Chapter One
“How many years do you think I’d get for offing my mom? Because honest to God, if we’re talking single digits, I’m willing to risk it,” Christy said while leaning back on the lounge chair after getting a full-body massage that had left her totally gooey.
They were at the spa, wearing fluffy bathrobes and sipping tea, except for Christy, who was nursing a diet soda.
“Just name a time and place, and we’ll be there with a shovel. No questions asked,” Annie said, and Holly and Tate assented.
“I could claim temporary insanity.” Heck, emotional self-defense too.
“Don’t worry, we’ll vouch for you. No jury in its right mind would convict you,” Holly stated. “I thought you were exaggerating, but boy, were you understating. What a…character.”
Ha. That was one way of putting it.
Annie nodded in commiseration. She’d met Martha a long time ago, when the girls were in college. Christy had gone for an East Coast institution, hoping it would be out of her mom’s range, but going away had been useless.
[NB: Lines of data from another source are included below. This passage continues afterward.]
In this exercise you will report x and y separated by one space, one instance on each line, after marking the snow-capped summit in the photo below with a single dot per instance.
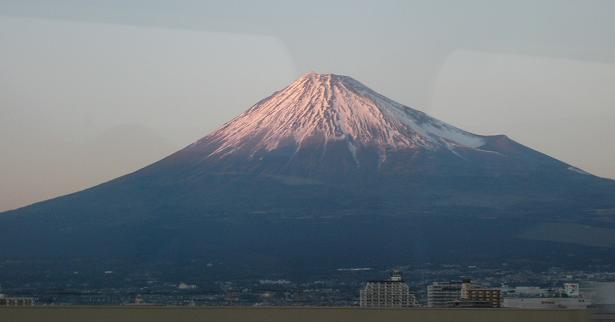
326 108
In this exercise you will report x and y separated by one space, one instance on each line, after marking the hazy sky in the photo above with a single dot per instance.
93 90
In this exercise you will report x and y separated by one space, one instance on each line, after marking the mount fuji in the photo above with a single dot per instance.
328 173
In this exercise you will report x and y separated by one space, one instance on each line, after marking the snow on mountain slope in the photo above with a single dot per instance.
336 108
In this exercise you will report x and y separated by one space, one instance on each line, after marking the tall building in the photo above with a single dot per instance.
472 296
15 301
443 294
393 292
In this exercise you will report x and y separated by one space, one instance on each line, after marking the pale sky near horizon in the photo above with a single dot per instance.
93 90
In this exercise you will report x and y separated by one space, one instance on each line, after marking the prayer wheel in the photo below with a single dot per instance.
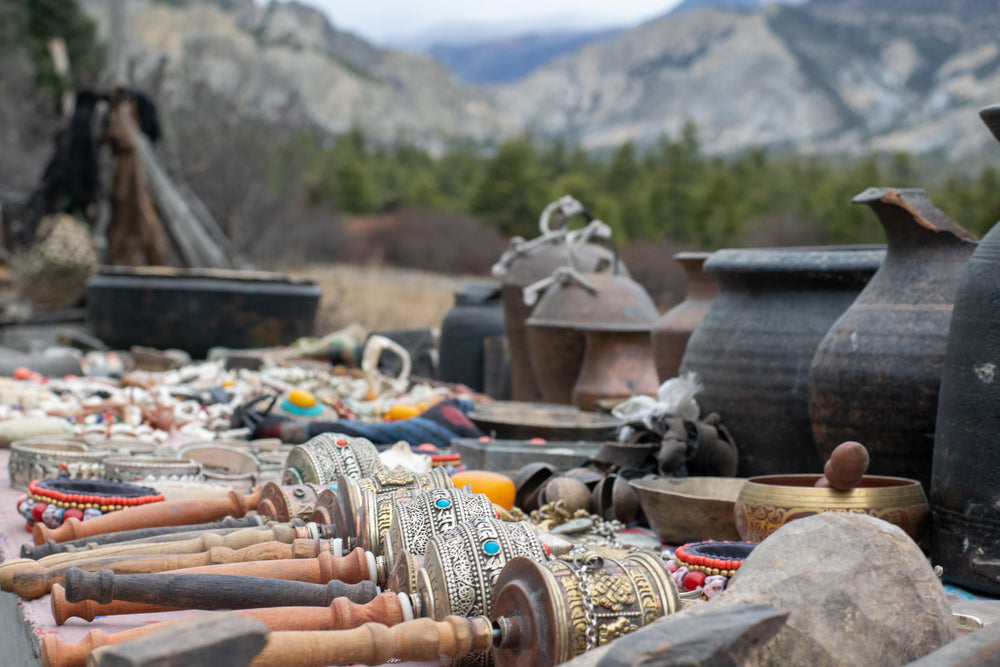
323 458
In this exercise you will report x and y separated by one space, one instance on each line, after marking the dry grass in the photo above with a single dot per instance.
381 298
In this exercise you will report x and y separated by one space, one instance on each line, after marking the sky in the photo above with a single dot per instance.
398 22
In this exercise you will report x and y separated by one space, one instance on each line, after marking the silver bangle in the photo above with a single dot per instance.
44 458
133 468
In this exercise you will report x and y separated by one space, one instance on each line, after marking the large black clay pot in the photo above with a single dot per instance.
876 374
672 330
965 486
476 316
753 348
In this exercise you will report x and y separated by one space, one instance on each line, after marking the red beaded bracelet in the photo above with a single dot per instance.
41 492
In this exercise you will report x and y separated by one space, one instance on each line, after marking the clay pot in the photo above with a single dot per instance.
614 314
672 330
876 373
965 486
753 348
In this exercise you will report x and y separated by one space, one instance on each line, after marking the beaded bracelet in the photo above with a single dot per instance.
708 565
52 501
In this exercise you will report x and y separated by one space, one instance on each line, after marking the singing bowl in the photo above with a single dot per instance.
766 503
689 509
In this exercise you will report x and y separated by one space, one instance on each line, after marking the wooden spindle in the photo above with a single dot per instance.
239 539
209 591
32 579
350 569
342 614
172 513
375 644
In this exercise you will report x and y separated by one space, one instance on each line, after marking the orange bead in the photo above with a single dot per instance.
402 411
498 488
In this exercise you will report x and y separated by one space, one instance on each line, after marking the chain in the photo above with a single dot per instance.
583 564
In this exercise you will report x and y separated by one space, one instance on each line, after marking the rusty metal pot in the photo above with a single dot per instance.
615 315
965 484
525 263
875 376
672 330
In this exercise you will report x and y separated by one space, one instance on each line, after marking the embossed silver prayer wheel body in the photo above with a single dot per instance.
284 503
550 612
344 506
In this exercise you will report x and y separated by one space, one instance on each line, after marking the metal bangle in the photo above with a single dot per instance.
131 468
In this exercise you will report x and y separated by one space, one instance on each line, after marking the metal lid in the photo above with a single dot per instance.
595 302
539 261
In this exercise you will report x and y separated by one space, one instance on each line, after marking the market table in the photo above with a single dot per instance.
24 622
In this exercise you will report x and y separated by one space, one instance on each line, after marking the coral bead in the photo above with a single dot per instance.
693 580
302 398
498 488
402 411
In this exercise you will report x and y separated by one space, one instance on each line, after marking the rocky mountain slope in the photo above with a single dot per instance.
283 56
831 76
828 76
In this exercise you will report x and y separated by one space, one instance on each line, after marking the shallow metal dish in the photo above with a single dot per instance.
690 509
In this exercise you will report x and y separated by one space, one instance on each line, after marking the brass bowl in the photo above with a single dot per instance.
689 509
768 502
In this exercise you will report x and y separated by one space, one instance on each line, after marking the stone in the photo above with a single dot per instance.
857 589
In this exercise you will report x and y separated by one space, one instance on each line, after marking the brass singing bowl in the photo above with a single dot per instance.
768 502
689 509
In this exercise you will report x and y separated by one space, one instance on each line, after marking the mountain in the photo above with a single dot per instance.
827 76
282 56
511 58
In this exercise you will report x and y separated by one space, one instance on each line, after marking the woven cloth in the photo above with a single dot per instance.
52 272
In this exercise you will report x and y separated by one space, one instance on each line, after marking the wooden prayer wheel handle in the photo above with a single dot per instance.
209 591
33 580
375 644
164 533
350 569
342 614
173 513
239 539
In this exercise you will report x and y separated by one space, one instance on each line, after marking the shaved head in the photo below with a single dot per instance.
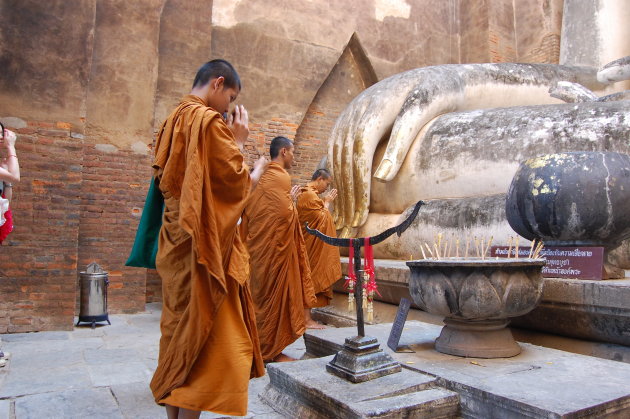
278 144
323 173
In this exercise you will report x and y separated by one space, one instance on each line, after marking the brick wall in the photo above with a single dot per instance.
114 187
38 260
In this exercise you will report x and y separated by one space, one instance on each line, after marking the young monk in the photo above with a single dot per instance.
323 258
209 346
280 276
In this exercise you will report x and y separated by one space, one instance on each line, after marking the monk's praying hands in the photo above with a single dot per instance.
331 196
295 192
238 123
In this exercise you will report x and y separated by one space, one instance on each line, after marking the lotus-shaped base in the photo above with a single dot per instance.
477 297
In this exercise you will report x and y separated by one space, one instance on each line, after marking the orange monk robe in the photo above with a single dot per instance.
280 276
324 259
209 346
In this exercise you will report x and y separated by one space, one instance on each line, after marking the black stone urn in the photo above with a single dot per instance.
572 199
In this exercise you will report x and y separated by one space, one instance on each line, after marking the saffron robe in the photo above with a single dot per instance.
209 345
324 259
280 276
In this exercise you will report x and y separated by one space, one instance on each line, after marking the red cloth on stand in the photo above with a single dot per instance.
7 227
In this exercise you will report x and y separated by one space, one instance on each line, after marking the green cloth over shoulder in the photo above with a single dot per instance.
145 245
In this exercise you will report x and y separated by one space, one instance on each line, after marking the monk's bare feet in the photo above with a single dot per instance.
283 358
314 325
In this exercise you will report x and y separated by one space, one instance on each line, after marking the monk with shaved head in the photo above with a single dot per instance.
209 345
323 258
280 275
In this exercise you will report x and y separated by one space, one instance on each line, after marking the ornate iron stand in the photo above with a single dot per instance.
361 359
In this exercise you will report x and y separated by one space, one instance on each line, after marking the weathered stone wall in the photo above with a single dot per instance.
86 83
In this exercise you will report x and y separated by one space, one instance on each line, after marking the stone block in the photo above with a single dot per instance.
304 389
539 382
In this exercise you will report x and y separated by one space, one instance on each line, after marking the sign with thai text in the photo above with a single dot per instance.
563 262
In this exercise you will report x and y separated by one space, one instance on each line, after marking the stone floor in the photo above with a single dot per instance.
95 373
105 372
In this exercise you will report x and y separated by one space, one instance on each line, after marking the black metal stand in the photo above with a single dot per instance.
361 358
94 320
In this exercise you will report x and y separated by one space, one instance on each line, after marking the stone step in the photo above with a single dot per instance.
539 382
306 390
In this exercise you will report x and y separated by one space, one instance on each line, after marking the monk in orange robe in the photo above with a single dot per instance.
209 346
280 276
324 259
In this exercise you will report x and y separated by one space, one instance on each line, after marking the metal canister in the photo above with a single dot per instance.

There was no place far enough.
Crazy had its own creative methods of reaching her.
“Where’s the Grand Diva now?” Tate, Christy’s future sister-in-law, asked.
“Checking out wedding dresses. She arranged an appointment at a bridal shop. I stood her up.”
Her whole posse turned to her, looking stupefied.
“She’s picking out a wedding dress without the bride?”
Yeah, typical Martha stunt.
“I know I should be there, but why, really? She won’t listen to anything I say. I might as well save my breath.”
And a whole lot of pain and abuse in the process.
The girls pondered for a second and then nodded.
“Oh, and remember,” Christy added, reaching for her diet soda. “I’m not here. I’m in the middle of a massive twelve-car accident. Well and healthy but stuck inside the vehicle and waiting for the firefighters to come and cut the roof open to rescue me.”
That her mom hadn’t rushed to her side when Christy had called her—and that Christy had known she wouldn’t—already said it all.
“And when your mom realizes your car is intact? Then what?” Tate asked, to which Christy couldn’t help snorting.
“That would imply she remembered our talk. It won’t happen. A total impossibility.”
Christy would bet anything, her first unborn child included—and her second and third—that her mom wouldn’t even mention it. That was the advantage of being disappointed one too many times: no way in hell to harbor false illusions.
Martha’s number-one priority was…Martha. Followed by whatever man she was screwing with at the moment. How she’d managed to marry a decent guy and keep him for several years was beyond Christy. Then again, Fred was too kind for his own good. That or he had a hell of a lot of bad karma from a previous life.
For a split second, she’d considered going to the bridal shop, but then she’d discarded the idea. Defaulting to her smile-accept-and-walk-away technique, she’d nodded and kept quiet. And had run in the opposite direction at the first chance. Let her mother get her kicks. Just let her do it far away from Christy.
Holly poured herself and the others more tea. “Doesn’t she know you don’t want a traditional dress for your summer wedding?”
“She knows. She just doesn’t care.” They were talking about a woman who had gotten married four times, once with a beer-can tab as a ring. Appointments at high-scale bridal shops were a dream come true for her. “I feel like a shitty daughter, but I’m so ready for her to leave.”
Martha had come for Christmas with her husband and stayed a couple of days. It had gone rather well, probably because Cole was scary enough and Martha hadn’t worked herself up to be…well, herself. This time around, she’d been in Alden for three days, without Fred, and Christy was ready to face the gallows for a chance to get rid of her.
Fate had thrown Christy the mother of all curve balls when it had chosen Martha as her sole parent.
Their relationship had always been complicated, to say the least, with Christy spending all her life putting out fires—Martha’s—and eating to cope. Eventually she’d gotten her food addiction under control, but changing her mom and her nasty ways was something out of her reach.
And having Martha living with her without Fred as a buffer was bringing up all sorts of feelings and automatic coping mechanisms that Christy had thought she’d left behind.
Lora, her former sponsor, had been right: nothing guaranteed recovery, and they were always one upset away from relapse.